Titus swore. Five minutes ago, if anyone had asked him, he would have said that Fairfax was the only one for whom he would risk anything. But he could not simply let Wintervale fall into Atlantis's grasp, not when the whole thing was unfolding before his eyes.

He took a deep breath. Before he could vault, however, Wintervale spun around and pointed his wand at the skimmer.

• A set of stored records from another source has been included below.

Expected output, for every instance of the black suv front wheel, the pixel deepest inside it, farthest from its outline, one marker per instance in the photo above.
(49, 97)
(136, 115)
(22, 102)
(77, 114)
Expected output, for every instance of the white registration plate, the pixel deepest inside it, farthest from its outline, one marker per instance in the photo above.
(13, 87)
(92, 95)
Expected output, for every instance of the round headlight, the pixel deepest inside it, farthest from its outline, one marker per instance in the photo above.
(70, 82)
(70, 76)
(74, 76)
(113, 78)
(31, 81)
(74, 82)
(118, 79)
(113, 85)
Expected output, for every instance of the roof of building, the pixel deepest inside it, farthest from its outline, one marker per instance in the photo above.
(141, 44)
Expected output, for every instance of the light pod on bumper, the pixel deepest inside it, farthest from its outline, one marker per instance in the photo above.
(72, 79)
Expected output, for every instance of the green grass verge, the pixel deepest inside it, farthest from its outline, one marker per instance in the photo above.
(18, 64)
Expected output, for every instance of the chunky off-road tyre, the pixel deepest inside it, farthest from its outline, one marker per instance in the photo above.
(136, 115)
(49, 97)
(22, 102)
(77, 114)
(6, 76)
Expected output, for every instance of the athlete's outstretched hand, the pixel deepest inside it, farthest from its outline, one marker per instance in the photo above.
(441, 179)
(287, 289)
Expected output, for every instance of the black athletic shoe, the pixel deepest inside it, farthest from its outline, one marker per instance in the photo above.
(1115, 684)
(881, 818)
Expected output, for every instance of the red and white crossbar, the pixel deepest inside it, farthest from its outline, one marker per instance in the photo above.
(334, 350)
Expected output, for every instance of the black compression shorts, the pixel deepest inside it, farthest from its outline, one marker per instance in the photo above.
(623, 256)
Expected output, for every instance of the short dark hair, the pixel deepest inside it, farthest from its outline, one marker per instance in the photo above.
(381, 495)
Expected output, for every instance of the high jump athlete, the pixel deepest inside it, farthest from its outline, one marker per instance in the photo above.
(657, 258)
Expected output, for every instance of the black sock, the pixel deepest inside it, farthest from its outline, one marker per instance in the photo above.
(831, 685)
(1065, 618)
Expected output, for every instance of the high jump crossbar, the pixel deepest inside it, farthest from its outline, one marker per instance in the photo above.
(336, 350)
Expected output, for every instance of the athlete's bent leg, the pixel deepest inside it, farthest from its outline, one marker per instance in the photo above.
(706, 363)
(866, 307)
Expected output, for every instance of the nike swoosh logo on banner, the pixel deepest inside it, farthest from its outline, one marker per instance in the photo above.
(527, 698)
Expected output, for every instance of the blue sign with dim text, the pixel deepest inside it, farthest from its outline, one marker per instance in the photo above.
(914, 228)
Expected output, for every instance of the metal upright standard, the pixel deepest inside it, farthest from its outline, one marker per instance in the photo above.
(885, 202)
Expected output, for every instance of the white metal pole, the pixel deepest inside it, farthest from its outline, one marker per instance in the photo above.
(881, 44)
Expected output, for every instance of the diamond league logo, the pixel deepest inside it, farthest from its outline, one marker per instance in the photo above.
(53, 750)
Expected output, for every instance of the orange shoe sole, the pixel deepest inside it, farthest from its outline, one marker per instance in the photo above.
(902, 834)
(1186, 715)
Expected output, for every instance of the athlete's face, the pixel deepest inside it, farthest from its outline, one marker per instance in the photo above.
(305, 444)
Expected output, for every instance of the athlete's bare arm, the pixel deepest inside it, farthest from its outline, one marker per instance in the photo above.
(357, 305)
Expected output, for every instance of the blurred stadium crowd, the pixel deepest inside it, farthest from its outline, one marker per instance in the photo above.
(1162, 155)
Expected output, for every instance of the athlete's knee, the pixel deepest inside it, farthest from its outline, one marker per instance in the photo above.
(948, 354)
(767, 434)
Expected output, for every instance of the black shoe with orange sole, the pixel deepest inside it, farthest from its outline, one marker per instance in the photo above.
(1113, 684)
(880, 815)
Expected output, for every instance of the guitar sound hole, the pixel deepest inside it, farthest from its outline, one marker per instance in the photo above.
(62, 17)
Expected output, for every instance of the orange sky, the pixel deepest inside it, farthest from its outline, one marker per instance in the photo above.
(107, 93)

The surface of the sea seemed to shudder. Then it turned eerily calm, like a sheet that been stretched perfectly flat across a mattress. The next moment, Titus had the strangest sensation that the sea was caving. It was: a whirlpool formed, enormous currents of water churning around a central eye.

The skimmer, caught by the edge of this maelstrom, attempted to navigate its way out. But the maelstrom expanded with terrifying speed, its eye ever deepening and widening, exposing the actual seafloor hundreds of feet below.

The skimmer fell into this colossal crater. Immediately, the maelstrom ceased its rotation. All the water that had been spun outward rushed back in, crushing the skimmer under its volume and weight.

Titus clutched the railing, agape.

“Fairfax, what are you looking at?” came Cooper's voice. “It's your turn.”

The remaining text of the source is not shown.